There’s a new survey out that finds the chief concern of fleet managers is maximizing productivity. They rank working to generate better productivity from their fleet as more important than meeting cost savings goals or understanding the impact of new technology.
In fact, productivity was named as the primary concern almost twice as often as cost control and technology education.
That finding shouldn’t be a surprise to anyone familiar with running a truck fleet. After all, businesses invest precious capital in trucks to handle essential work, whether it be carrying freight for profit, supporting a core business with transportation resources, or providing a way to deliver field service.
Nearly one-third of those surveyed identified spec’ing the right truck for the job as the most important element in getting maximum productivity from a fleet. Again, not a surprise. And since it was conducted by GE Capital Fleet Services, you also won’t be surprised to hear that nearly the same percentage indicated that spec’ing the right truck was the most valued service that could be provided by a fleet management company, followed by tracking downtime and reducing total cost of ownership.
To summarize, then, fleet managers told GE they want to get the most work out of their trucks at the lowest cost possible. While it sounds obvious when you put it like that, this is a basic tenet of fleet management that should shape every management decision you make. But that’s not easy when faced with the daily pressures and demands created by customers, regulators and even society.
Sometimes, though, those external forces and your mandate to deliver maximum productivity at the lowest cost can actually be complementary. Take rising fuel prices and sustainability.
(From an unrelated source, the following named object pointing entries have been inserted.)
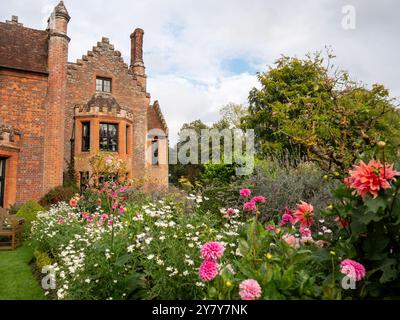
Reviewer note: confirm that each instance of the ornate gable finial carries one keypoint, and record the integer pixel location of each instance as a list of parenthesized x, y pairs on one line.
[(61, 10)]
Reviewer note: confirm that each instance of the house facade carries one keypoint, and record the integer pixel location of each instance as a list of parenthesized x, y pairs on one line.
[(55, 114)]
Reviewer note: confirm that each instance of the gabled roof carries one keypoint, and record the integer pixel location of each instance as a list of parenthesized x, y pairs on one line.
[(155, 118), (23, 48)]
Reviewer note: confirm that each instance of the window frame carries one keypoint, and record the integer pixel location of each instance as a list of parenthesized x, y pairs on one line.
[(155, 146), (103, 80), (108, 136), (83, 177), (83, 138)]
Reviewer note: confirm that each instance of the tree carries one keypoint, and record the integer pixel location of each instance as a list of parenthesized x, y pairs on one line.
[(311, 110), (233, 113)]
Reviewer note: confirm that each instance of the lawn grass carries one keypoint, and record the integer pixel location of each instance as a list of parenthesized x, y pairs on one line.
[(16, 279)]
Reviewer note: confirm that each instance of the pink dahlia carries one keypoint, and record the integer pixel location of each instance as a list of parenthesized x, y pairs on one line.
[(304, 214), (212, 250), (258, 199), (270, 227), (292, 241), (208, 270), (73, 202), (287, 217), (245, 192), (370, 178), (341, 222), (249, 206), (353, 269), (249, 290), (305, 232)]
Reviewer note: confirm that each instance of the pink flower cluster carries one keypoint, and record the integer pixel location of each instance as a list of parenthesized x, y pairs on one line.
[(251, 205), (249, 290), (352, 269), (287, 217), (210, 252)]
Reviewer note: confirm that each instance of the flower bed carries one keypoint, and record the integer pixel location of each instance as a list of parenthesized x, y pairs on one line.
[(107, 247)]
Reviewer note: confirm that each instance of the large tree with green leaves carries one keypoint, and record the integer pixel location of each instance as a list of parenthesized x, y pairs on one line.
[(309, 109)]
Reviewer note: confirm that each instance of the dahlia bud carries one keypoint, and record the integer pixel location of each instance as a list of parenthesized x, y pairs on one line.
[(381, 144)]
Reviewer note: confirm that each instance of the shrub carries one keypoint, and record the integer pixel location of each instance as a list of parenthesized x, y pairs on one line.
[(285, 186), (28, 211), (58, 194), (369, 216), (42, 259)]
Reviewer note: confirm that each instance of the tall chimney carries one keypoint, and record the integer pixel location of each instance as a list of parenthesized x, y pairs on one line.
[(55, 104), (137, 56)]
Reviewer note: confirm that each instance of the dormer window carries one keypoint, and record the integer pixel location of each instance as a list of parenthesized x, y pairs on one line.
[(103, 84)]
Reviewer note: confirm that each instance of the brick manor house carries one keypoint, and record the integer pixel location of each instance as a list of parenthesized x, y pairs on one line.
[(54, 112)]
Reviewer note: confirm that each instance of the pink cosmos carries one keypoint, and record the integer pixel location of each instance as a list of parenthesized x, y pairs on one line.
[(287, 217), (85, 215), (291, 240), (321, 243), (249, 206), (258, 199), (249, 290), (341, 223), (304, 214), (353, 269), (208, 270), (306, 239), (245, 192), (305, 232), (73, 202), (370, 178), (212, 250), (270, 227)]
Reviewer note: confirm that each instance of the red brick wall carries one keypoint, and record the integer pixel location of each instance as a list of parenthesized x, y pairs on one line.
[(22, 105), (104, 61)]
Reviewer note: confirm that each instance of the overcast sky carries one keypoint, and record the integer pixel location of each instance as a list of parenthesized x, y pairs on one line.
[(200, 55)]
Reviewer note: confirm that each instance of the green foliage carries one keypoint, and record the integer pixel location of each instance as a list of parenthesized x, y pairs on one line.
[(373, 237), (217, 174), (58, 194), (28, 212), (42, 259), (313, 111), (284, 186)]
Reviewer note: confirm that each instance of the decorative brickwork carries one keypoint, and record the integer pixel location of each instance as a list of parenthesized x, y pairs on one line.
[(44, 100)]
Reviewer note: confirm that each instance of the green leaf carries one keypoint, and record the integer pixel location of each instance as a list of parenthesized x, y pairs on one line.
[(390, 270), (373, 205), (122, 260)]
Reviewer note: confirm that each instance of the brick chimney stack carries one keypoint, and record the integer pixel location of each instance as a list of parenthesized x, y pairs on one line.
[(137, 64), (56, 88)]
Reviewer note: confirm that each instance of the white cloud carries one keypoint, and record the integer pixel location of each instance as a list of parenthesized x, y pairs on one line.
[(187, 42), (184, 101)]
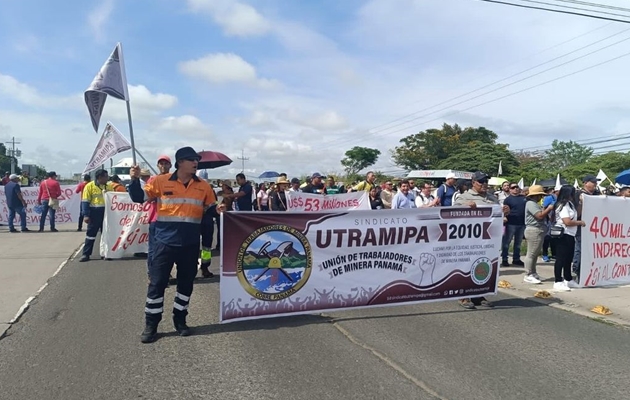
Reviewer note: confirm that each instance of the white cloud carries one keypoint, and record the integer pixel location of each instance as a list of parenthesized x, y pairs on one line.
[(224, 68), (236, 18), (185, 126), (98, 17)]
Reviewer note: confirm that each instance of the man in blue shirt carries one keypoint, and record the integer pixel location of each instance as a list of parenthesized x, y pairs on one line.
[(515, 226), (549, 244), (444, 195), (15, 202)]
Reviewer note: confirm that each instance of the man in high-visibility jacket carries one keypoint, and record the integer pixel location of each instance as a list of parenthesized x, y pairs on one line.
[(182, 198), (93, 207)]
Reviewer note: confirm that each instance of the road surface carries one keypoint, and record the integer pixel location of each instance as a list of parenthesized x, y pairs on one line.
[(80, 340)]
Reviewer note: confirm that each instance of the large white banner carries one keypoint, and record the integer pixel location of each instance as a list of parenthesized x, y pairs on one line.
[(276, 264), (310, 202), (125, 227), (605, 241), (69, 206), (111, 143)]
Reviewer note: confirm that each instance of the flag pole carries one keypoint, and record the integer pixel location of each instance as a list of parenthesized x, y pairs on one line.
[(133, 144)]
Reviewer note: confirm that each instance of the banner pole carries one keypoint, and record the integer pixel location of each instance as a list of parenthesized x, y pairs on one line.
[(145, 160), (133, 144)]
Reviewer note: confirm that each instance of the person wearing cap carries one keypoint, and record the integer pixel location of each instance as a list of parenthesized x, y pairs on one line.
[(279, 200), (478, 196), (387, 195), (589, 188), (182, 200), (15, 203), (244, 197), (49, 193), (316, 185), (444, 195), (116, 185), (93, 208), (79, 190), (365, 185), (535, 230), (295, 185)]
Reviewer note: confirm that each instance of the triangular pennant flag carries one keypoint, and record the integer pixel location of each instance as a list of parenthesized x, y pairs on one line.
[(110, 80), (111, 143), (558, 183)]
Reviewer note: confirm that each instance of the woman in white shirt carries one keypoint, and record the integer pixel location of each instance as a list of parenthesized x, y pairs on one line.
[(263, 198), (567, 218)]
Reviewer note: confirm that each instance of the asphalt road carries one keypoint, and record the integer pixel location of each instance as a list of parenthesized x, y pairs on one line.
[(80, 340)]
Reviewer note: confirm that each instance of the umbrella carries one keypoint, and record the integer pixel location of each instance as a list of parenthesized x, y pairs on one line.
[(495, 181), (213, 159), (623, 178), (268, 174)]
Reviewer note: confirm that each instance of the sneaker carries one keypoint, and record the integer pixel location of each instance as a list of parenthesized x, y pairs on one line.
[(467, 304), (571, 284), (149, 335), (181, 327), (532, 279), (561, 287)]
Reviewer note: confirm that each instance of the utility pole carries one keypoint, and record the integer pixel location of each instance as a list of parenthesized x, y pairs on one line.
[(243, 159), (13, 153)]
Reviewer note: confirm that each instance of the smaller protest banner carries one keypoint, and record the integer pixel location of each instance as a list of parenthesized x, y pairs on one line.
[(605, 241), (309, 202), (68, 212), (125, 227)]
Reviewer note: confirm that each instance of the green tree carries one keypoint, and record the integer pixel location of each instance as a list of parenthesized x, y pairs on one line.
[(427, 149), (482, 157), (359, 158), (564, 154)]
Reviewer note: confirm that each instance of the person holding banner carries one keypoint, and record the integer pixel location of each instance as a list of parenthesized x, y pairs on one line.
[(93, 208), (478, 196), (182, 199)]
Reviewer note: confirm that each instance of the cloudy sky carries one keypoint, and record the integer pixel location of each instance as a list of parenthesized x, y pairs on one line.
[(294, 84)]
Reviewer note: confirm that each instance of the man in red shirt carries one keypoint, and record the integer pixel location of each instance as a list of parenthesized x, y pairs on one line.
[(49, 193), (86, 179)]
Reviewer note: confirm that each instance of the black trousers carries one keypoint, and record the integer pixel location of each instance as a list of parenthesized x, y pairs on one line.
[(565, 246), (162, 260), (97, 214)]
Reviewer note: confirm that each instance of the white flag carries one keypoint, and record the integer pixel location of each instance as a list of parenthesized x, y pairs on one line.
[(112, 142), (558, 183), (110, 80)]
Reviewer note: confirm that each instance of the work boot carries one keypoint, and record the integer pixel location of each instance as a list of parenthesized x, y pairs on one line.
[(181, 327), (149, 335)]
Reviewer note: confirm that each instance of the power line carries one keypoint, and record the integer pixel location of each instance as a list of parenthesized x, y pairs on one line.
[(573, 8), (494, 90), (504, 67), (557, 11), (586, 3)]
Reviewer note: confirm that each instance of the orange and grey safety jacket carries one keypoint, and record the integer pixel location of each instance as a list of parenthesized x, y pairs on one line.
[(180, 207)]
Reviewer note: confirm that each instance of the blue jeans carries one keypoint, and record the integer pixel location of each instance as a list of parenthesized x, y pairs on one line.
[(515, 232), (21, 212), (47, 211)]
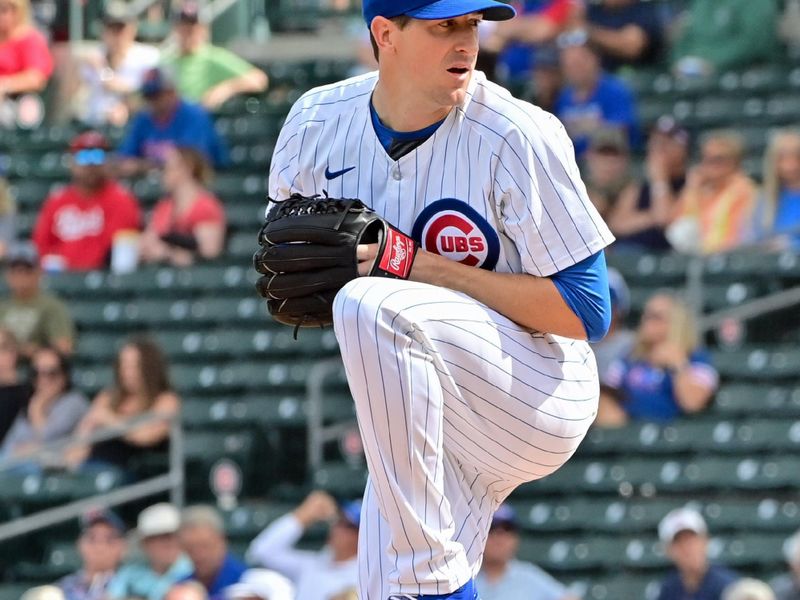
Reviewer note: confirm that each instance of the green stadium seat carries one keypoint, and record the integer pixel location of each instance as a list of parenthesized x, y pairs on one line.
[(341, 480), (767, 363), (742, 399)]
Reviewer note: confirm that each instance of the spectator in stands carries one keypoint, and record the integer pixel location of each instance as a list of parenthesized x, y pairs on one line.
[(591, 98), (14, 394), (43, 592), (640, 217), (101, 545), (502, 576), (36, 318), (114, 72), (748, 589), (8, 218), (76, 227), (261, 584), (779, 217), (685, 536), (517, 41), (617, 345), (667, 374), (191, 590), (317, 575), (168, 121), (715, 208), (625, 32), (719, 35), (205, 73), (165, 563), (25, 65), (787, 586), (202, 536), (189, 223), (609, 174), (141, 385), (54, 410), (546, 80)]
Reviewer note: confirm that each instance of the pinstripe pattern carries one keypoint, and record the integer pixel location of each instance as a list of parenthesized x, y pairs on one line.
[(456, 404)]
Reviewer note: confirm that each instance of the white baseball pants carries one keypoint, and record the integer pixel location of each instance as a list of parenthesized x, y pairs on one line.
[(457, 405)]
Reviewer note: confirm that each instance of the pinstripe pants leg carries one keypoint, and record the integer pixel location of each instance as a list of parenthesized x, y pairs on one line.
[(457, 406)]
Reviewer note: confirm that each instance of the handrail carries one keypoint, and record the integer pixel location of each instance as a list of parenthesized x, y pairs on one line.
[(319, 434), (172, 481)]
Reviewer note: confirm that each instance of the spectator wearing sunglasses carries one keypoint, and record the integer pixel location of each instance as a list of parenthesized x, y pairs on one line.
[(77, 225), (316, 575), (667, 373), (36, 318), (502, 576), (54, 409)]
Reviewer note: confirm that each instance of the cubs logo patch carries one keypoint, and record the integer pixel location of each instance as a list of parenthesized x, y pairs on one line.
[(453, 229)]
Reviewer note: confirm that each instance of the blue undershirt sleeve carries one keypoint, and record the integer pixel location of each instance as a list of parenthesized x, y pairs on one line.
[(584, 287)]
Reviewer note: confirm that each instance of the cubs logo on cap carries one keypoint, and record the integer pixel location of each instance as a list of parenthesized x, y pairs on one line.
[(453, 229)]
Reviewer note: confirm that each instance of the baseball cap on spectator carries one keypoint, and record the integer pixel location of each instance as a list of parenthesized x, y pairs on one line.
[(505, 517), (88, 140), (22, 254), (668, 126), (154, 82), (678, 520), (190, 13), (351, 512), (437, 9), (102, 515), (573, 38), (609, 139), (159, 519), (117, 12), (261, 583)]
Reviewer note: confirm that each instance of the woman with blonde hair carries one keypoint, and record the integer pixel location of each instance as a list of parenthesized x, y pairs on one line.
[(667, 373), (25, 60), (779, 220)]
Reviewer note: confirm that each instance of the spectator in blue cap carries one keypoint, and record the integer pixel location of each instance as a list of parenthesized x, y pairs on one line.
[(316, 575), (167, 122), (102, 546), (502, 576)]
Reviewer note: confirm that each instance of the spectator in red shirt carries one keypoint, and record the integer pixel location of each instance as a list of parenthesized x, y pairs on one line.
[(77, 225), (25, 61), (190, 222)]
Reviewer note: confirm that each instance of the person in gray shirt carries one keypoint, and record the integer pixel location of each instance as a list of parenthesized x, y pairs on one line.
[(502, 576), (53, 410)]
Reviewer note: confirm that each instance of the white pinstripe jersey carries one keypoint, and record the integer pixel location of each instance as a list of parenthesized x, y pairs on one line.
[(495, 186)]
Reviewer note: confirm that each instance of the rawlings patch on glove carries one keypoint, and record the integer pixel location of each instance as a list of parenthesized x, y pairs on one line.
[(308, 252)]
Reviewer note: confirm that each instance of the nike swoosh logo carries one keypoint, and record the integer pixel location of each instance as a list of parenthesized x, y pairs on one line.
[(334, 174)]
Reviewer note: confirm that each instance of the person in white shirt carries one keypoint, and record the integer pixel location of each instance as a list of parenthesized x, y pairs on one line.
[(502, 576), (317, 575), (115, 72)]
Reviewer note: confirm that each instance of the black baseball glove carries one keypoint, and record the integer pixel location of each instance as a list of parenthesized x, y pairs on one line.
[(308, 252)]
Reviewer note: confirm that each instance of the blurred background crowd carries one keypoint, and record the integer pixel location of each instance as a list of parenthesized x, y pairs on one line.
[(135, 138)]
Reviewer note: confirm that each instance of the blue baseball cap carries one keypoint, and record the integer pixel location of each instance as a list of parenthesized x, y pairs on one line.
[(438, 9), (351, 512)]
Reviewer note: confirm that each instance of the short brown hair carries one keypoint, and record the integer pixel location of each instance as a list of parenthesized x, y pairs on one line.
[(197, 164), (401, 21)]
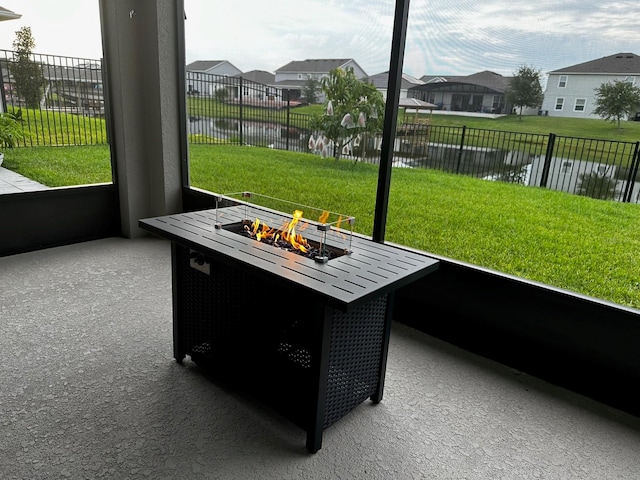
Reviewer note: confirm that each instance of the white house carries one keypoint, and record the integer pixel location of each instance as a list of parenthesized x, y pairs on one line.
[(293, 75), (481, 92), (381, 82), (259, 84), (202, 76), (570, 91)]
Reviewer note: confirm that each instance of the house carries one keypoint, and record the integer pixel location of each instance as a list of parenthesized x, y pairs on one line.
[(203, 76), (482, 92), (293, 75), (570, 91), (6, 14), (381, 81), (259, 85)]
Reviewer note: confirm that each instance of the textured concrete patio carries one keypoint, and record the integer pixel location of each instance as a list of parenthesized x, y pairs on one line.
[(89, 389)]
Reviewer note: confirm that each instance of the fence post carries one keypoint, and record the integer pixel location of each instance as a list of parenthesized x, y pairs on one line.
[(287, 130), (464, 131), (547, 160), (3, 93), (240, 105), (633, 172)]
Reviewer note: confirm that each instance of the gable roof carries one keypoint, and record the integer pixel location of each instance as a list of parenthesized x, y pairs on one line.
[(6, 14), (491, 80), (203, 65), (381, 80), (314, 65), (621, 63), (259, 76)]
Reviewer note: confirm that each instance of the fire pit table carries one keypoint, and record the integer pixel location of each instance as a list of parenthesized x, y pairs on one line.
[(307, 335)]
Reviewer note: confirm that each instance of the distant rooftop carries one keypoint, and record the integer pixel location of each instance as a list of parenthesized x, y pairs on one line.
[(621, 63), (6, 14)]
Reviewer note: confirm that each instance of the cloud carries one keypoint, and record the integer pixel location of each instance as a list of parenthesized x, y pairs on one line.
[(444, 37)]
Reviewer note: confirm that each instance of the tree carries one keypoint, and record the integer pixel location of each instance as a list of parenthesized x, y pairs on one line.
[(352, 107), (310, 90), (27, 74), (524, 89), (616, 100)]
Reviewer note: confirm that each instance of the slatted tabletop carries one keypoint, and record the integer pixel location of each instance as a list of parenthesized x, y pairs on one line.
[(369, 271)]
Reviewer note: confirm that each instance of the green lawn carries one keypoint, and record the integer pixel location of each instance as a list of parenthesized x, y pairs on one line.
[(576, 243)]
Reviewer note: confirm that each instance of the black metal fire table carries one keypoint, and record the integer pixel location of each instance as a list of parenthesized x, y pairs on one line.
[(308, 338)]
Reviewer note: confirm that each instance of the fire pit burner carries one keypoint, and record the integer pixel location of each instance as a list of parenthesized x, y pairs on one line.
[(310, 339), (280, 229)]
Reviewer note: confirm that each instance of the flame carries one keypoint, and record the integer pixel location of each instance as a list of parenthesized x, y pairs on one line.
[(287, 233)]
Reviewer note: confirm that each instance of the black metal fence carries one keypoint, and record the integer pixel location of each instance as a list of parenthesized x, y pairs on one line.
[(602, 169), (69, 109)]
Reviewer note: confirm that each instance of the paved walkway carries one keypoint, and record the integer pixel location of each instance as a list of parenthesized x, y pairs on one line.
[(11, 182)]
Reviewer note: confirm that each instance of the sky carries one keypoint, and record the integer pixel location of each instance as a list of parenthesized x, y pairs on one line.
[(444, 37)]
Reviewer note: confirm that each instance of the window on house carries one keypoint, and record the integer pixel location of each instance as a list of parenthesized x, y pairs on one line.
[(580, 105)]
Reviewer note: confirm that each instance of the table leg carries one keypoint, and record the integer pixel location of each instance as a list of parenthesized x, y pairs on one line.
[(377, 396), (178, 350)]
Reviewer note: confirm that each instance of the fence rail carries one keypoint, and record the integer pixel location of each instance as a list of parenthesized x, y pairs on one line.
[(68, 108)]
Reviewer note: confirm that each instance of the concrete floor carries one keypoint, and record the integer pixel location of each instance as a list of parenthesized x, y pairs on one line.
[(11, 182), (89, 389)]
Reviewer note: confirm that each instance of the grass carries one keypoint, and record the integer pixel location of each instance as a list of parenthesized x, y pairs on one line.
[(567, 241), (571, 242), (61, 166)]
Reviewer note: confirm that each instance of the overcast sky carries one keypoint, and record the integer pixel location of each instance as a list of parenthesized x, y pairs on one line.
[(445, 37)]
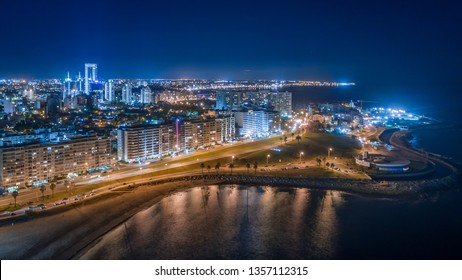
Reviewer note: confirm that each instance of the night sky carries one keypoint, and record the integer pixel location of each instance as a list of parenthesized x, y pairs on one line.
[(405, 51)]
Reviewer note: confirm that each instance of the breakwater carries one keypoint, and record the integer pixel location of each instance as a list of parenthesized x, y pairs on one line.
[(392, 188)]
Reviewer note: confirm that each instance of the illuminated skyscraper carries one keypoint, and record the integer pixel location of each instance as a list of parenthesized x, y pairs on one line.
[(127, 94), (146, 95), (88, 78), (109, 91)]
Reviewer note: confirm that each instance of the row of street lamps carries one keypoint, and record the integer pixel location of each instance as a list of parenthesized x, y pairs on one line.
[(301, 154)]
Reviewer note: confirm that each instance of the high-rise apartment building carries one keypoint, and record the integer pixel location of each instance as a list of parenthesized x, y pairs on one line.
[(146, 95), (144, 142), (127, 94), (90, 76), (256, 124), (109, 91), (33, 164)]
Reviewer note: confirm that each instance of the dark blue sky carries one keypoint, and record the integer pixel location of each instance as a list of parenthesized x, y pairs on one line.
[(399, 49)]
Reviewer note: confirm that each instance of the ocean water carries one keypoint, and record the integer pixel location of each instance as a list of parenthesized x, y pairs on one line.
[(444, 141), (240, 222)]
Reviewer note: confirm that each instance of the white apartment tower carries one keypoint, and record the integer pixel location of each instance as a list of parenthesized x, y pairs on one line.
[(146, 95), (109, 91), (127, 94), (88, 78)]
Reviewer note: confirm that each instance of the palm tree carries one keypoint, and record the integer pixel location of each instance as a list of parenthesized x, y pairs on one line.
[(42, 189), (202, 167), (52, 188), (15, 194)]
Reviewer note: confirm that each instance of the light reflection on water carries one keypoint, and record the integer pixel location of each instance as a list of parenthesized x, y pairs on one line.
[(238, 222)]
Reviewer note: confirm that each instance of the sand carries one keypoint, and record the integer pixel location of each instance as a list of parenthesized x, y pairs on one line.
[(64, 234)]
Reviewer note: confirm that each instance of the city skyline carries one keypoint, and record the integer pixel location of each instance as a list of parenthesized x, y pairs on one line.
[(401, 53)]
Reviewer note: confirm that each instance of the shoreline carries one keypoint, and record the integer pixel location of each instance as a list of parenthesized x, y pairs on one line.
[(82, 224)]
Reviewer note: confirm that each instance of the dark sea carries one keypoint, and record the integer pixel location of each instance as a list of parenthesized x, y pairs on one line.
[(445, 141), (271, 222), (255, 222)]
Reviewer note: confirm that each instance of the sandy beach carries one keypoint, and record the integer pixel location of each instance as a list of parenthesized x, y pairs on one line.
[(62, 235)]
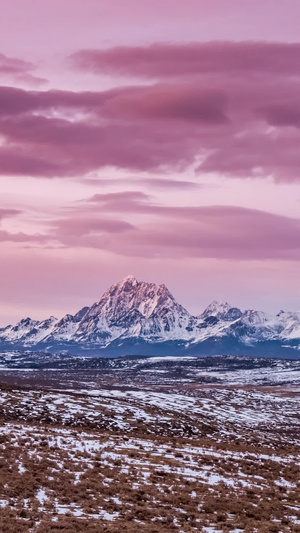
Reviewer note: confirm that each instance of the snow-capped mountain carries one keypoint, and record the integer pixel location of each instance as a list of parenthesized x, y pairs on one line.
[(138, 317)]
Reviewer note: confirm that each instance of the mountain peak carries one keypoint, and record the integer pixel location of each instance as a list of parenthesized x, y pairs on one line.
[(217, 308)]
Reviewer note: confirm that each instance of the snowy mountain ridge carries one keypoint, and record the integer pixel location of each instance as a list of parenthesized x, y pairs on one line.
[(139, 317)]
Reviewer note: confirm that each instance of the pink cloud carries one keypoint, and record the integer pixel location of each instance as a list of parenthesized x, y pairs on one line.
[(18, 70), (226, 232), (221, 117), (163, 60)]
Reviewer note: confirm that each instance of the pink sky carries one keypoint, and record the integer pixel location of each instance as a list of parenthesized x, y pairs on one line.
[(159, 139)]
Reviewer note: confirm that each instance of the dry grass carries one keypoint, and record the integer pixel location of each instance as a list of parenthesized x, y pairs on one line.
[(67, 470)]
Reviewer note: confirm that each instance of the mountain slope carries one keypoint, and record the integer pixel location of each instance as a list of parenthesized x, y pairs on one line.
[(143, 318)]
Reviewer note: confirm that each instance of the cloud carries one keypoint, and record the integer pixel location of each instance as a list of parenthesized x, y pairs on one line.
[(227, 232), (19, 70), (163, 60), (5, 213), (222, 108)]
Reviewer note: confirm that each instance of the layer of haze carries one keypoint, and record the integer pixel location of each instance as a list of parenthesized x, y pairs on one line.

I’ve just come across a second survey, this one conducted by a fleet management division of Trimble, among field service operations in the U.K. It identifies rising fuel costs as the number one concern among those fleets. In a separate question, two-thirds of the responding fleets said they expect social and regulatory efforts aimed at fostering environmental sustainability to have “a significant effect on their businesses moving forward.”
Greenhouse gas (GHG) emissions are the major sustainability issue for truck operations, with the Trimble study reporting that 280 million commercial vehicle fleets operating worldwide generate 5.75% of the world’s GHG emissions, primarily in the form of carbon dioxide (CO2). And it projects those fleet numbers will grow to 400 million by 2020.
The best way for fleets to cut CO2 and meet the growing demand for lower GHG emissions is to use less fuel. Some of the reduction will come from new truck technologies like those we’re already seeing here in the U.S. as we near our own 2014 GHG mandate.
But Trimble’s survey finds that some will also come from operational changes like better route planning that lie outside of vehicle emissions mandates. Why? Because those changes will allow fleets to be more productive while helping them offset rising costs. Whether it’s trucks that use less fuel or fleets that run fewer unproductive miles, fleets will reap tangible benefits from their contributions to environmental sustainability.
Going forward, let’s hope trucking fosters the creativity and talent to find similar ways to serve both its need for ever increasing productivity with the general public’s desire for solutions to big issues like economic development, highway safety and unemployment.